Evolution, however, feels “pay to win.” Access to dungeons is the surest way to get the right “dust” for evolution. While waiting for that dust, though, the monster ready to evolve stops gaining experience. You’ll need to run a dungeon several times before you can evolve it. While you have more dual evolution options than in Pokemon, the process is more difficult and feels limited by the dungeon mechanic, which honestly feels too tightly attached to the real-world transaction store. Worse yet, the game’s quest system will force you to both capture and evolve a specific grass companion you may not want to invest in, and doesn’t repay you the consumables needed to do so. Pokemon does a lot that I don’t like, but explicit quest trackers for a story line that stifles my training isn’t one of them.

Though the quest system does give the game more direction for those with short attention spans, it makes the game feel like a game rather than a world.
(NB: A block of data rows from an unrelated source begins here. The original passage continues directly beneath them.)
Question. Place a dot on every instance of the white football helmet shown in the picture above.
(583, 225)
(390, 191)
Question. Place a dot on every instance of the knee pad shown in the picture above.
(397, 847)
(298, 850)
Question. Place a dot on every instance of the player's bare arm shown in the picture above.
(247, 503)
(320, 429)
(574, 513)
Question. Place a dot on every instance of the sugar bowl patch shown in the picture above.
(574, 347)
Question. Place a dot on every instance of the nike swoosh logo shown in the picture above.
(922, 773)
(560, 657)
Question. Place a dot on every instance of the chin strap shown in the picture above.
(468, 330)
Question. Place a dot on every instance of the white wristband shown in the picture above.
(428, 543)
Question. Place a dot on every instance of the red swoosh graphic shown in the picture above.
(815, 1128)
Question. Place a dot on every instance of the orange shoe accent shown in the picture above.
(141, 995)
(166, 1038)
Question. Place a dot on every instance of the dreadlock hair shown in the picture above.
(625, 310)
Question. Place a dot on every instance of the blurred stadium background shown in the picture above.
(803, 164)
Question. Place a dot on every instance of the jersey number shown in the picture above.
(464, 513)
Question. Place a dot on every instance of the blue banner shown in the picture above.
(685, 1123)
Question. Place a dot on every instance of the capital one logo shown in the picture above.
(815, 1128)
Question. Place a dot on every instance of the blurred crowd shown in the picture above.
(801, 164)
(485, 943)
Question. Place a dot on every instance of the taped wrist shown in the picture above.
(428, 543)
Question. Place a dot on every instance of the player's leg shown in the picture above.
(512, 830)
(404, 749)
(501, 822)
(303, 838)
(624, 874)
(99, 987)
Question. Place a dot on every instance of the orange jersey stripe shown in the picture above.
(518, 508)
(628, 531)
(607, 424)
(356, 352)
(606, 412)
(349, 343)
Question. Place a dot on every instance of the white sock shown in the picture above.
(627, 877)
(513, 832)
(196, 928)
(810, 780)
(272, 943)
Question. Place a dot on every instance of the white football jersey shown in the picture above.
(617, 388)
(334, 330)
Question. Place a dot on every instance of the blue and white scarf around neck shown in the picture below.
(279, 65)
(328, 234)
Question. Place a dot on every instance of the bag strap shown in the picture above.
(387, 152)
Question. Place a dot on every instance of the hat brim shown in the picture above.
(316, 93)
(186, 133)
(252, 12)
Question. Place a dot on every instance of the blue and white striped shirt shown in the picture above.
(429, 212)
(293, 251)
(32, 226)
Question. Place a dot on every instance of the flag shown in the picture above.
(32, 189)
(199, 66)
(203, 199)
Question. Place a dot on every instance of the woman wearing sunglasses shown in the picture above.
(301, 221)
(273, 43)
One thing Pokemon is doing better is immersion.Shadows, monsters you can interact with outside of combat, footprints in the sand…. these make the latest Pokemon games feel like Nintendo’s making some progress. Moonrise’s decision to use a series of menus is perhaps a big reason why I rarely see other players (though being in a real closed beta that you can’t buy into may be part of that).

Speaking of immersion, Moonrise‘s dialogue leaves a lot to be desired. Pokemon is a far cry from Shakespeare, let alone Dragon Age, but it seems appropriate given the age of the main character and core audience. Moonrise’s script seems fairly dry, like an extended tutorial that a quick, interactive battle with instructional overlays could quickly explain with less long term, negative ramifications. Constant timers preventing player progression combined with the option for automated combat makes the game feel like chore. Maybe Undead Labs is aiming at an audience that only plays games for fifteen or twenty minutes at a time, but gamers who actually want to sit down and consume games will notice these systems that literally destroy the potential for immersion.chinese feel

And this is a tragedy. Moonrise does good things that Pokemon is doing more often, but still doesn’t get right. For example, a “share exp” item was added to the Pokemon series ages ago, and is appearing sooner and sooner in the series. However, it’s still not a starting feature, and I’m glad Moonrise learned from this mistake. The Chinese influence is also more natural in Moonrise than in Pokemon and it’s regional adventures. The latter often relies solely on character and setting appearances, but not the monsters or actions themselves. Moonrise gets this right in a palpable fashion, right from the actual tutorial with a sort of “bow” that seems Chinese in origin but presented in a way that seeing other ethnicity perform it seem like a cultural norm for the game world.

In short, Moonrise is very much a product of the mobile genre. It strips a lot of the strategy features from the series to focus on reactions, which can be pretty fun, especially due to the genre’s age. However, when you sit down and play the game for hours at a time, reactive gameplay and mutliple series of UI windows leading you through the game may make some fans miss Pokemon‘s open worlds that are accessible for the box price of the game, rather than being unlockable for a limited time based on how much real money or literally automated grinding you’re willing to endure.